Tony Woodlief | Author

Awaiting hope

Somewhere between a speed too slow to get killed and too fast to get away, a grasshopper found himself clinging to my windshield wiper. He wrapped his thin wire legs around black metal and held on with that baleful, narrow-headed look grasshoppers have. I kept waiting for him to let go, to tumble and topple into my truck’s wake until the turbulence subsided, until he knew ground from sky again and found himself a hundred yards or a half mile from home, feeling reborn or let down or just plain grasshopper lucky.

But he held on, and as I went faster he worked his striated legs and turned until he faced the wind, his antennae bent backward in tight arcs, his tapered body quivering. Then he turned again, and crawled behind the wiper, making it his shelter. He hid behind that long piece of metal and rubber, and I hid behind my windshield, and together we flew down the highway.

I watched that grasshopper hunkered down against the violent wind and it occurred to me that I had intended to write about hope and love and I really just can’t bring myself to say anything about them that doesn’t sound false, that doesn’t seem more ridiculous with each pretty word. First there was love and then there was sacrifice and then there was the church to explain these things and even give us a bible to help with the explaining, which is where we read of faith, hope, and love. We read that the greatest of these is love just as the beginning of these is love, and I realize that I don’t really know much at all about what love means or how to live it or how even not to kill it.

And if you can’t keep from destroying the love that finds its way to you, then you don’t have much hope at all, do you? Not here or in any life to follow. But I’m stubborn and so I wrote and wrote and wrote about hope, stacked word upon word, because this is what you are supposed to do when you write about the church you have found and the faith that has found you, you are supposed to write next about hope and then about love and at the end of it you are supposed to say something that means Something, if only to whisper it back to yourself, because while most people first make sense and then they say it with words, sometimes the best you can do is say words until you come to your senses.

You can’t admit hopelessness. This is why you lie, when someone asks how you are doing, because this is your sin, to have no hope, and if you confess it they will try to fix you, they will try to get you to manufacture it before their eyes, because no one knows how to grieve with anyone any more, raised as we are in a fix-things-up culture. This is why you lie and say that things are okay, or hard but passable, or peachy damned keen. You are not supposed to look at the arc of your life, and come to the conviction that it will only get worse from here, that at best you are fighting a holding action, that you are hunkered down like that grasshopper for only as long as your quaking arms will hold you, that the wind will not stop, that the spirit of the air claws and grabs until it takes what it wants.
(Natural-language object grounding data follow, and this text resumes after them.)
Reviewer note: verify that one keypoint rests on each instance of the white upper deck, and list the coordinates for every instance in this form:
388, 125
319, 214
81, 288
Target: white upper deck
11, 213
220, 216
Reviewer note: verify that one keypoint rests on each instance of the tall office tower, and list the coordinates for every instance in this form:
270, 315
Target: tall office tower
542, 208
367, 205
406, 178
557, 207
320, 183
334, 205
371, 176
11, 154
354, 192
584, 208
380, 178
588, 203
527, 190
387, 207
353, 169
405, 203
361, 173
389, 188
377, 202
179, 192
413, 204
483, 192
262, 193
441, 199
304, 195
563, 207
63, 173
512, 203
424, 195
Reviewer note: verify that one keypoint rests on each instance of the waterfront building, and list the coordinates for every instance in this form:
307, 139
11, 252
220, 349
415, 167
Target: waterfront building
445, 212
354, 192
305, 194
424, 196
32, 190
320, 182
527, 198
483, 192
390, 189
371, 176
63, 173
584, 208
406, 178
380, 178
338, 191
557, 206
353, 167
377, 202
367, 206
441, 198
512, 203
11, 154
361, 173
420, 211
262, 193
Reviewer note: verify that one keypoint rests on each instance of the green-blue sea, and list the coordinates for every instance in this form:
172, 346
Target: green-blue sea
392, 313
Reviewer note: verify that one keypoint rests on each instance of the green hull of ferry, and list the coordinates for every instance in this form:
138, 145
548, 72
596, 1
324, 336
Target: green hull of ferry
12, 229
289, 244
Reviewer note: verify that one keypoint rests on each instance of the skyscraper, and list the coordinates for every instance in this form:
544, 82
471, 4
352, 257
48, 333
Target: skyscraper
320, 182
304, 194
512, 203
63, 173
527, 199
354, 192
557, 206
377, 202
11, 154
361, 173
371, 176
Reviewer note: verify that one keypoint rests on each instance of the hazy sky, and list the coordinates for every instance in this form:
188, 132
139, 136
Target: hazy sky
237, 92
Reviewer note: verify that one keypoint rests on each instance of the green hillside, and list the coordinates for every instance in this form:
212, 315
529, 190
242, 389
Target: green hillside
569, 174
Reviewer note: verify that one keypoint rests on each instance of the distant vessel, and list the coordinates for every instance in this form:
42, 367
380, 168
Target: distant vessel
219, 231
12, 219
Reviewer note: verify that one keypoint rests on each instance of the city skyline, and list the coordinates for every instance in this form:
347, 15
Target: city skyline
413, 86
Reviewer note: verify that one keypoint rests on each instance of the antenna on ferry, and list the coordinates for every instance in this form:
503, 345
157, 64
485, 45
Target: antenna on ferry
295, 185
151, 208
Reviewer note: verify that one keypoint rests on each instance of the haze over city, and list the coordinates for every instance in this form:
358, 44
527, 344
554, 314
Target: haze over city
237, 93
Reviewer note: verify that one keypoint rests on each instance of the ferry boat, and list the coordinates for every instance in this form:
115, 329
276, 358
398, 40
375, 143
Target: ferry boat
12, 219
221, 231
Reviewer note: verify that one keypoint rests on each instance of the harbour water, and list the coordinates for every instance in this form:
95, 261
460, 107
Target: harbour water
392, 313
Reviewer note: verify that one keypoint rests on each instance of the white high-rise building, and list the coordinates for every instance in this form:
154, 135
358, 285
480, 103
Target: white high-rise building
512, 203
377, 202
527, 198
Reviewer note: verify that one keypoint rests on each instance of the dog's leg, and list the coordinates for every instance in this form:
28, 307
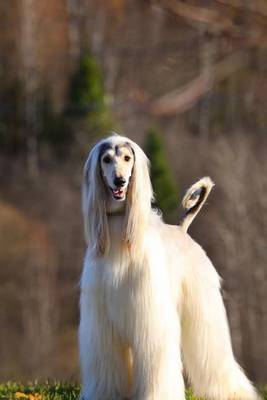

Some days I haven’t a scrap of hope, but I have the hope of hope, or perhaps something like faith that hope will come, if only because it has to. Maybe it’s when your tired grip fails that hope rushes in, or salvation, or just a cool spot of water on your straining face. Maybe our story here really is like a fairy tale, and this is why we write so many stories about last-minute rescues, because something beneath our skin tells us this is our story, that it has to be our story, that everything can be redeemed, which means anything can be redeemed, which means the likes of you or me can be redeemed.

And maybe this is all hope ever can be, a faint whisper of itself. What need we of hope, until all hope is lost? You look back at the long, crooked, down-tumbling path of your life, and you peer forward into darkness, and everything tells you to despair. This is when hope has to rush in, if hope means anything at all. So I haven’t hope, but I have hope that hope will come rushing in, or soughing slow like a breeze in summer, or welling up like warmth in your belly when you are in love. I hope to one day have hope, and if that isn’t the best kind of hope, maybe it’s a kind of hope all the same.